After a test for AIDS, he says "I'm the luckiest of men. I'm HIV negative in the middle of an epidemic." He then decides to stay clean. But wait... Next, he looks for "something new" which is a respectable job in London. Here the movie fails in its intent. There's a rather sudden transition to Mark in London, walking about the City in a correct business suit, looking like a neat and healthy employee of whatever business it is, and saying in voice-over "For the first time in my life I was almost content."

The way this was presented is so gauche that I thought it was another figment of Mark's imagination --but it was not. Then back in the saddle again, Mark and Co. get in n a deal to buy smack from some Russian sailors and resell it. They asked for 20,000 pounds, got 16,000. Pretty good, and pretty well filmed. So is the testing of the smack by Mark who gets hooked again, but, at the end, in a realistic illustration of "No honor among thieves" sneaks away with the wherewithal to be voluntarily co-opted by the bourgeois life he had so despised.

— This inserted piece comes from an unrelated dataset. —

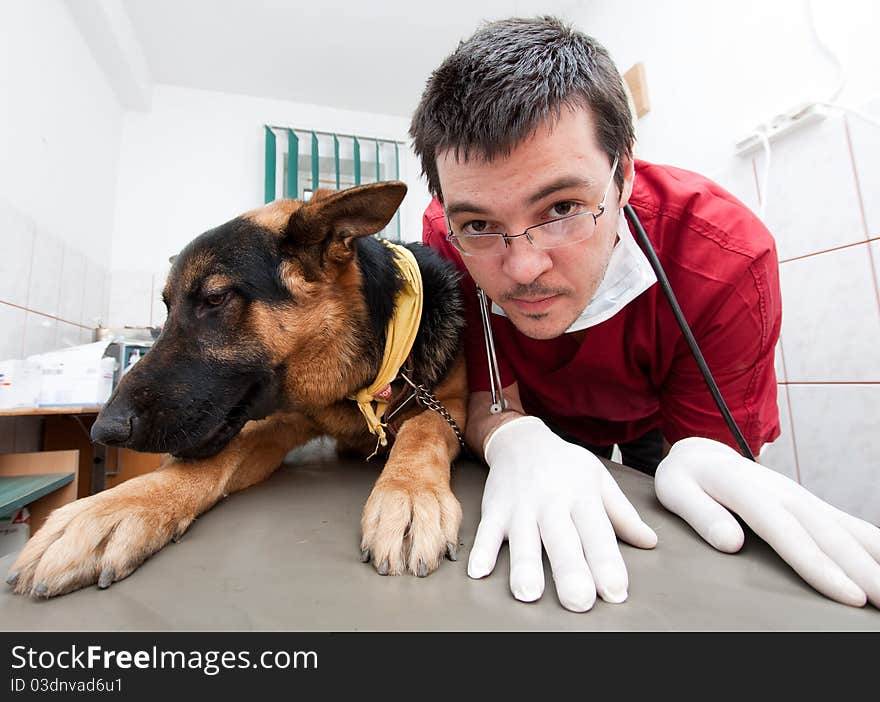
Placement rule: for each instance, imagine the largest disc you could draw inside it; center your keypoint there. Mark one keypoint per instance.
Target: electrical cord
(642, 237)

There's more to this film than I can reveal but essentially, its strength is in the dispassionate way it documents the life of those "unfortunates" who, had they been alcoholics instead, I would have called them "sediment." There are some injections of humor that may or may not work for you.

Within the plethora of "Addiction of the Month" theatrical and TV movies, "Trainspotting" stands as "Addiction of the Year." I wish,for comparison, that I had the time to see again a fierce competitor, the excellent "Panic in Needle Park" (USA, 1971) by Jerry Schatzberg, Al Pacino's second feature and his explosive entrance in the Great Actors class.

The movie's cryptic title refers to the British hobby of standing by passing trains and collecting the numbers on locomotives. This may be taken as an addiction, a useless habit. Stupid perhaps, but at least, benign.